Sin embargo, a pesar de contar con la asistencia de 125 galerías en representación de 25 países, la décima edición de Art Forum evidenció los bostezos de cansancio de la pintura. No por la ausencia de discursos con frescas y diferentes propuestas (que las hubo y muy rigurosas), sino por el desgaste que acusa el intensísimo empleo, en los últimos tres años, del soporte físico pictórico. Un hecho que se ha dado en el campo de la producción artística, y también en la dialéctica de consumo instalada en los circuitos institucionales del arte contemporáneo.

Un perfil más pictórico

Las dos galerías de la Isla que se presentaron en Art Forum Berlín no se salieron de este esquema predominante, marcadas también por la presencia de la pintura. La Galería Habana asistió con obras de Los Carpinteros, Alexis Leyva (Kcho) y de Carlos Garaicoa. Y La Casona exhibió piezas de Jorge López Pardo, Rigoberto Mena Santana y Eduardo Ponjuan González.

Todos los trabajos expuestos, excepto los de Los Carpinteros (escultura) y los de Garaicoa (fotografía), empleaban la forma pictórica.
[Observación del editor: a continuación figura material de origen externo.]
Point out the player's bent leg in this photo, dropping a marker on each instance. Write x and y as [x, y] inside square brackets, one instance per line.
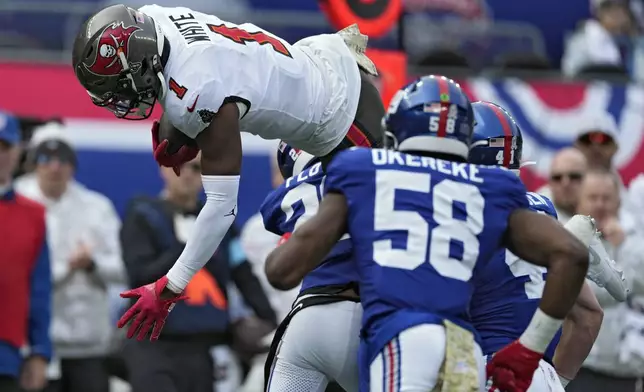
[415, 361]
[287, 377]
[545, 379]
[320, 344]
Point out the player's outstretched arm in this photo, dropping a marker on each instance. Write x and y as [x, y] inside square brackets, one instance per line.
[580, 329]
[221, 154]
[287, 264]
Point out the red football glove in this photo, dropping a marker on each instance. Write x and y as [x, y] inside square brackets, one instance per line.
[512, 368]
[149, 311]
[163, 158]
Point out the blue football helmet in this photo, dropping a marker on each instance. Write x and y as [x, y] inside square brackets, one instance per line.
[497, 138]
[292, 161]
[431, 114]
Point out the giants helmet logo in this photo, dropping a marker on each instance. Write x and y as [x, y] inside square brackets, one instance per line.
[114, 39]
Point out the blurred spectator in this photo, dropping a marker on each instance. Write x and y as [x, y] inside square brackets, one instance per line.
[636, 198]
[25, 277]
[615, 364]
[605, 40]
[86, 258]
[567, 170]
[154, 234]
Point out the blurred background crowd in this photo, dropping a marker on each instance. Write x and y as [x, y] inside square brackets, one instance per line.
[85, 212]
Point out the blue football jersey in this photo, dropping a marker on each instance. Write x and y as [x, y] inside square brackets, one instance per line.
[507, 293]
[419, 226]
[290, 205]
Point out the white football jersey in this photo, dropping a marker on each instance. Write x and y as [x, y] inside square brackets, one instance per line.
[305, 94]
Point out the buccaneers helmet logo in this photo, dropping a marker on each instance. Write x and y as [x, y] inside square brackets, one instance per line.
[114, 39]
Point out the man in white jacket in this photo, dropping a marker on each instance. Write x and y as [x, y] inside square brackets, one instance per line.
[83, 230]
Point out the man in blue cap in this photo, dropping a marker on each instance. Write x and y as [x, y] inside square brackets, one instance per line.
[25, 277]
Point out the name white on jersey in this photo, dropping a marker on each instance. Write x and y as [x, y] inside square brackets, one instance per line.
[305, 94]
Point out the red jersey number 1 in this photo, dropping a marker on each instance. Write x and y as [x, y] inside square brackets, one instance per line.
[240, 36]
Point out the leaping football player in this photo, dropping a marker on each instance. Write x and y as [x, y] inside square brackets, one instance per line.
[508, 289]
[215, 79]
[422, 222]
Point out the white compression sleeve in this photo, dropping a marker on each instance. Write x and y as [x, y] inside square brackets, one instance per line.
[211, 225]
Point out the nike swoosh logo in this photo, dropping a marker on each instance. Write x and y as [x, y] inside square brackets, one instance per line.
[192, 108]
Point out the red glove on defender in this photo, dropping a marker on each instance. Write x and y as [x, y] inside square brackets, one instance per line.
[512, 368]
[149, 311]
[163, 158]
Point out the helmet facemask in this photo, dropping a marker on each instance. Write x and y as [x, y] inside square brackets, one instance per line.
[117, 58]
[128, 100]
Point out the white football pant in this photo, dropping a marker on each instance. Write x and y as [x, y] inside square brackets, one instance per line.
[319, 345]
[412, 361]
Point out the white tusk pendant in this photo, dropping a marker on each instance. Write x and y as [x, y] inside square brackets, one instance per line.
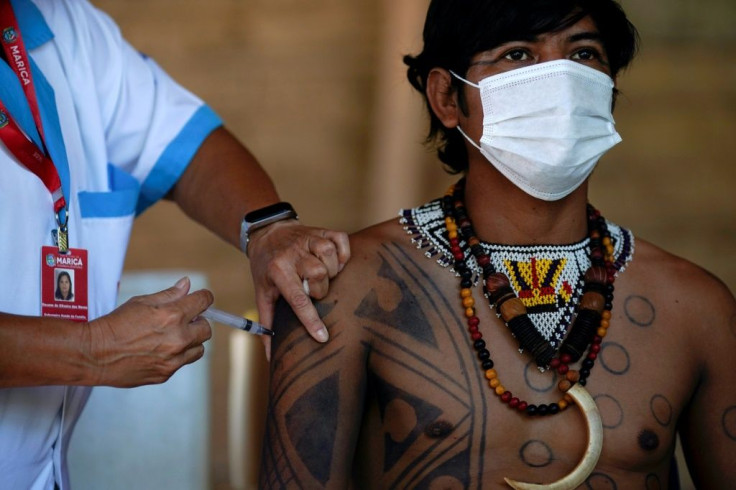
[595, 444]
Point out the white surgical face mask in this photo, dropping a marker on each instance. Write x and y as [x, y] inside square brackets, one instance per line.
[546, 125]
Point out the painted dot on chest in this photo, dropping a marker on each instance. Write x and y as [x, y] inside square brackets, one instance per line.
[648, 440]
[438, 429]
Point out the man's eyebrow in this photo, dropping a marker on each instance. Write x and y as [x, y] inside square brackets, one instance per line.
[585, 36]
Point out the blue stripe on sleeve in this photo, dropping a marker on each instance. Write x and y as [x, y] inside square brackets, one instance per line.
[176, 157]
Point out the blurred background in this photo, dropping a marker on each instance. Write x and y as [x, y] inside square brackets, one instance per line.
[316, 90]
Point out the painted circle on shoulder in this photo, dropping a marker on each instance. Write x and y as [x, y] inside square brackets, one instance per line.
[612, 414]
[661, 409]
[614, 358]
[539, 382]
[639, 311]
[536, 454]
[599, 481]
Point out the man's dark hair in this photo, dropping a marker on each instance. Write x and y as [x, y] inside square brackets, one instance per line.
[457, 30]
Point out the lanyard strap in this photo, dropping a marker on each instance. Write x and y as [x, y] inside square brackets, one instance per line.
[19, 144]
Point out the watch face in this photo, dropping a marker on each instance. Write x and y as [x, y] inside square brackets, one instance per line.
[269, 211]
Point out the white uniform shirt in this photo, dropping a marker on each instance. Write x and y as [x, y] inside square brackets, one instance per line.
[120, 133]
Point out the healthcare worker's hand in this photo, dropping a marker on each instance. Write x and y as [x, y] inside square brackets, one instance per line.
[295, 261]
[150, 337]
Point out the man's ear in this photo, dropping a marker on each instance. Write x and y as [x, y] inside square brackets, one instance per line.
[442, 97]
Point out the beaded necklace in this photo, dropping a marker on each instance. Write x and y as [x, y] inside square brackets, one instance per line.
[588, 329]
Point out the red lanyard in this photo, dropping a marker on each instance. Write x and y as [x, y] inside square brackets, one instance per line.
[22, 147]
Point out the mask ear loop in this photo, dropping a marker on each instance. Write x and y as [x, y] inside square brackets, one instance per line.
[458, 126]
[462, 79]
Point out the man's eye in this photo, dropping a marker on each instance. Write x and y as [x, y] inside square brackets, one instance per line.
[516, 55]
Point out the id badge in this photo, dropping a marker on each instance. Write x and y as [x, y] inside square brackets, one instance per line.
[64, 284]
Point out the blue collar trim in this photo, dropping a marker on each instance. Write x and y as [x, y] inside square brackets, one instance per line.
[32, 24]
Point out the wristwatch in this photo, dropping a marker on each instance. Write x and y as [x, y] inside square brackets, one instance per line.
[260, 218]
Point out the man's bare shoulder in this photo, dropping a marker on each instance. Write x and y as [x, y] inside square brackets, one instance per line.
[674, 275]
[693, 299]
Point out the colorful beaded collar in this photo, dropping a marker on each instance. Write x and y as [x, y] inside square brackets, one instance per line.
[547, 278]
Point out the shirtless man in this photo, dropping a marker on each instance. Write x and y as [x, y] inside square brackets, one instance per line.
[423, 385]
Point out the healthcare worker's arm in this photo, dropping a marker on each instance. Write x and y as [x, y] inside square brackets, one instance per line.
[144, 341]
[221, 184]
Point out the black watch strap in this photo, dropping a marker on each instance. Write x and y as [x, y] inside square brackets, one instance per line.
[259, 218]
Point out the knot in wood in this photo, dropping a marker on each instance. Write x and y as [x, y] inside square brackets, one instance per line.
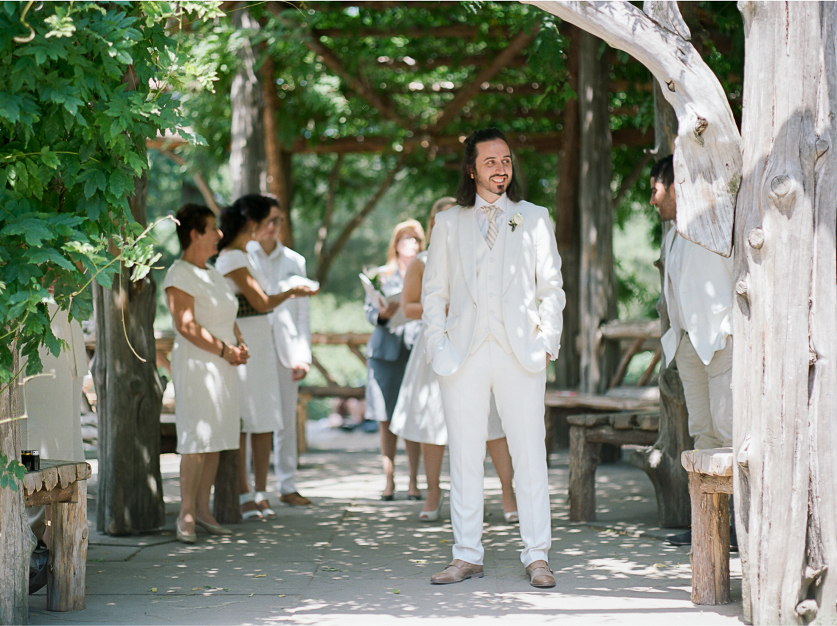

Hecho este que los hizo partícipes del maremagno de óleo y acrílico —muchas veces todavía no bien secados— en que se vio inmerso Art Forum Berlín.

Al acentuar un perfil más pictórico desde el punto de vista expositivo, las galerías cubanas se esfuerzan por enfocar su proyección hacia una zona del mercado artístico que ha logrado consolidarse en varios estratos, como es el caso de la pintura.

Sin embargo, a partir de la saturación cada vez más evidente que sufre el mercado por el efecto de la pintura, sería bueno que las entidades de la Isla pensasen en buscar otras alternativas expresivas. El esplendor vertiginoso y arrollador que ha tenido la pintura en los tres últimos años, parece tener ya fecha de caducidad.

No obstante, es ingenuo preconizar otra muerte de la pintura. A estas alturas, después de tantas etapas anteriores, este género se eleva como la misma inspiración de Buda. La pintura que venga a renovar el estilo actual, tomará de todas las manifestaciones artísticas como mismo sucede ahora, que ha tomado del vídeo, la historieta, el diseño, la grafía, el cine y todas las nuevas expresiones que vengan por el camino. Si algo ha demostrado su muerte y resurrección, es que tiene cargas para muchas vidas.